One of the many phrases that I hear people say when I tell them that I suffer from depression is “You don’t look depressed!”. And although sometimes well intended, this is NOT a compliment for me. If anything it makes me think about why there is such a big misconception of mental illness having to have a certain “look”. Why do I need to look depressed to make you believe that I actually am? And most all, what is this “look”? Is it smudged makeup from crying, ruffled hair and bags under my eyes? Or a certain way to dress?
In all honesty I don’t know. Because yes, some days I do look exactly like that and other days I don’t. The pictures above were taken on the same day, within a time frame of maybe 8 hours or so. In the first one I am smiling, well dressed, makeup on ready to go out and do things. In the second one I had just finished crying for a good two hours or so, for reasons that I don’t remember anymore. Fact is, that in both pictures I am equally depressed. Me looking “proper” doesn’t take away a whole bunch of feelings underneath.
I spend a lot of my teenage and adult years being high functioning. Meaning, that I was going to school fine, I was showing up to work on time and left when I was finished. I went out, got my groceries done, rarely took a sick day off anything. I was still suffering during those years, I was still majorly depressed. The only difference being that I somehow managed to get stuff done.

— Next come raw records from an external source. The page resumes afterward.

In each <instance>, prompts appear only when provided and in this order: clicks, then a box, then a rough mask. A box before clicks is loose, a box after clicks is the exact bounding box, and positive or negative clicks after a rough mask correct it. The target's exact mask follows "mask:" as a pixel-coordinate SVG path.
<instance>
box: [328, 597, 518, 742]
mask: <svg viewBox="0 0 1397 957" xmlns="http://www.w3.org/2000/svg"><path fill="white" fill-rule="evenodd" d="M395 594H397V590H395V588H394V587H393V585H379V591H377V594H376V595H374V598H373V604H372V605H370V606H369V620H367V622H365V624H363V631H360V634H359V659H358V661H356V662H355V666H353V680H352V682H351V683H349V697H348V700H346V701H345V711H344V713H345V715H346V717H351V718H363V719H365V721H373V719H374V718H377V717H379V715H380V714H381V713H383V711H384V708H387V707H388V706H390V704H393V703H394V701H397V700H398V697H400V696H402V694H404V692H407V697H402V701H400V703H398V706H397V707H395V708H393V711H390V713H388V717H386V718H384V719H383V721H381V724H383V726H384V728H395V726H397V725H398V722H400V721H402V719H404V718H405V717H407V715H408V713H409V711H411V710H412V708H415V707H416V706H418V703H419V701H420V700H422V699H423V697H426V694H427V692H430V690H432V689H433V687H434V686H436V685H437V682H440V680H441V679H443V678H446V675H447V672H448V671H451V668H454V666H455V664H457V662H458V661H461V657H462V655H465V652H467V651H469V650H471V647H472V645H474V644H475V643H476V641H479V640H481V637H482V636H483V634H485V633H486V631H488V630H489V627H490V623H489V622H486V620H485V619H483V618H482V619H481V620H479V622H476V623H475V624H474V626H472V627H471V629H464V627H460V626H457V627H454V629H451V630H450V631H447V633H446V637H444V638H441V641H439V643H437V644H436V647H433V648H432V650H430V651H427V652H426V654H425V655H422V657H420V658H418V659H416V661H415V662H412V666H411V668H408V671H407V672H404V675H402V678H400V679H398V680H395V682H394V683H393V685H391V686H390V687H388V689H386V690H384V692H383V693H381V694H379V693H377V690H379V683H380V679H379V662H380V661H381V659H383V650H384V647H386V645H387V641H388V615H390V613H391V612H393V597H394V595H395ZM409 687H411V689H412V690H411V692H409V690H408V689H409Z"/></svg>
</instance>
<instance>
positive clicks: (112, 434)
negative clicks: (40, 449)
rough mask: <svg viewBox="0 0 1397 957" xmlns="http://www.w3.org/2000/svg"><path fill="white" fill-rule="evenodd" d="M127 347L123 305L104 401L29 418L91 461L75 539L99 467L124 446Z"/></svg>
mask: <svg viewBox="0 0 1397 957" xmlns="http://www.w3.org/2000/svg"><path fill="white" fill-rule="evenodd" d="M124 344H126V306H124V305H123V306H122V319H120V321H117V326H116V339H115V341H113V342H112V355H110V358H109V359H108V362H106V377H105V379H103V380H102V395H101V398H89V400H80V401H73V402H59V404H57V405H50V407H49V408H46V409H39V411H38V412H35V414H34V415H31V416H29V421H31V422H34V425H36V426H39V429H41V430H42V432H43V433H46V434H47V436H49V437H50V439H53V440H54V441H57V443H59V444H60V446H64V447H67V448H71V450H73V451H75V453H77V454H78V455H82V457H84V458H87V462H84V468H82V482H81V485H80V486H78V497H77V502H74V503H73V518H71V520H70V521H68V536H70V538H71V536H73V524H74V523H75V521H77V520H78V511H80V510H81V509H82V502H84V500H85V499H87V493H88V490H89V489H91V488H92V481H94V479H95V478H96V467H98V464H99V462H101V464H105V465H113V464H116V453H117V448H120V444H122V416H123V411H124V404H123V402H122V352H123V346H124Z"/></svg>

A lot of people seem to think that just because you can hold down a job, or do well in school, that you can’t suffer from a mental illness too. A lot of us are suffering, yet they still go to work everyday. Those two things don’t exclude each other, they can coexist side by side and it is often very hard to get help for yourself or to be able to reach out to someone when they only see your functioning side and base their whole opinion of you solely on that.
It’s quite sad actually that people are in fact being refused help, because they don’t fit into a certain image that people have of them. Mental illness shouldn’t have a look, it shouldn’t be judged on that. So many of us are making it through their daily lives, looking fine, you wouldn’t suspect a thing – when inside they may be screaming, yearning for help. Being reduced to your looks makes reaching out for those affected even harder. It automatically makes you think – wait, maybe I’m not feeling that bad after all, maybe I don’t deserve help. It makes us isolate ourselves, get on with our lives unable to find comfort in being able to speak openly about our struggles. When everytime that you dare to speak up, your emotions are invalidated by something as seemingly small as looks, at some point you just don’t talk about it anymore.
It is a shame really, that even health care professionals often enough will reduce you down to the way you look, rather than listening and believing you. It’s a massive kick in the guts to be told that you don’t look “bad” enough to deserve treatment. Why is it that we seemingly have to hit rock bottom first to be able to access the help we may need? Why do we have to break first before we are deemed worthy enough of help? Would it not be better to offer help regardless of whether or not our situation was “bad” enough, so we wouldn’t have to feel that low in the first place? How is that such a alien concept?
A lot of the times when I didn’t seek help, it was mainly because I felt like I was not deserving of it at all. I didn’t feel like I was feeling bad enough to go and ask for it. After all, someone must have had it much worse than me. I was living in the belief that as long as I was working, and achieving something, no one would ever believe me when I would tell them how I really felt.
I truly hope that in the near future our health care system will change into something that is more based on empathy, rather than wanting people to fit into certain “categories”. There is still a long way to go, but I do believe that open discussion about these issues and speaking up about them relentlessly will help end this stigmatisation in the future.
If you ever have been told that you don’t look “bad” or “ill” enough when you decided to reach out, whether by friends or health care professionals, I truly feel for you. Please don’t let their misinformed opinion discourage you from speaking up about your truth and seeking the help you may need. Your feelings are 100% valid, always.